Have you ever started a project unsure how to accomplish several of the required tasks? Perhaps you were optimistic you would figure it out eventually, or (more likely) that you would find someone on the internet who had already figured it out for you. Such was my hope when I set out to design a program scheduler for UCSC Silicon Valley Extension. While the end result was only a mild success, far be it from me to let all that code remain unattended on my computer. This is catharsis by blogging.
My original goal was to design an algorithm that could generate a hypothetical schedule under given constraints such as cost, weekday availability, preference for online classes, etc. I also wanted to calculate time-to-completion and perhaps cluster related courses together.
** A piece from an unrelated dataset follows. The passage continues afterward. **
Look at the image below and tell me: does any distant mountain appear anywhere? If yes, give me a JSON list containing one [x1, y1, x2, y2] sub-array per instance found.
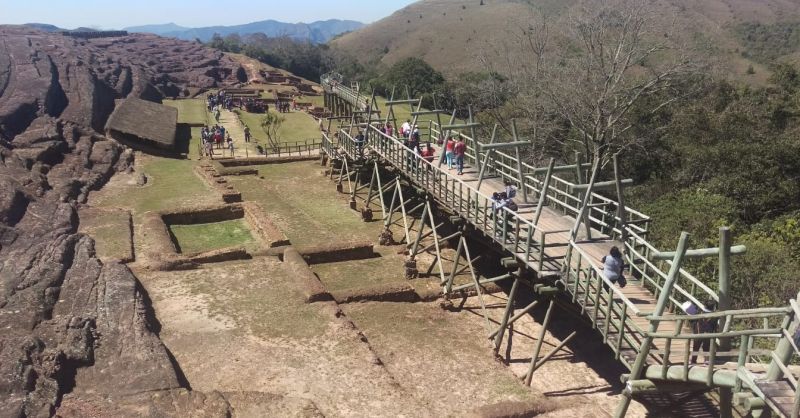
[[331, 0, 800, 81], [125, 19, 364, 43], [23, 23, 64, 32], [124, 22, 191, 35]]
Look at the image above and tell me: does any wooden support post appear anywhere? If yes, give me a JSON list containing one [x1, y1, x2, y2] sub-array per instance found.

The task ultimately proved beyond my skill, time, energy, and interest, but I maintain there is some interesting code to my approximation here. Besides serving as a general tour of web scraping and the tidyverse, I was pushed into some new coding conventions. To name a few: I wrote my first ever while
loop; I unpacked a vector with the zeallot
package; I wrote a print method; I dug into CSS selectors; and simplified function calls with partial()
. All in all, a character-building and fruitful experience.
Getting the Program Data
I needed data about Extension’s courses–the more the merrier. As an employee, I could have retrieved the data through other means, but I enjoy web scraping and was curious if one could rely solely on our public website.
I first navigated to the schedule of Internet Programming and Development, the program in which I am currently enrolled. Before attempting to scrape any website, you should make sure it’s legal: most sites have Terms and Conditions forbidding any sort of web crawler or scraper. A quick way to check is with the robotstxt
package:
[1] TRUE
We’re good.
The offering data on the page resides in several tables but presents an interesting conundrum–some of the data is represented by images. Fortunately, these icons have “alt” html tags that indicate what they represent. The icon highlighted below, for example, has an alt tag of “Classroom and Online”:
After some tinkering, the .cols-7 .views-field
CSS selector will scrape 252 nodes from this page, one for every table cell. Because the structure of each table is identical, we can reformat the nodes into a single table without much effort.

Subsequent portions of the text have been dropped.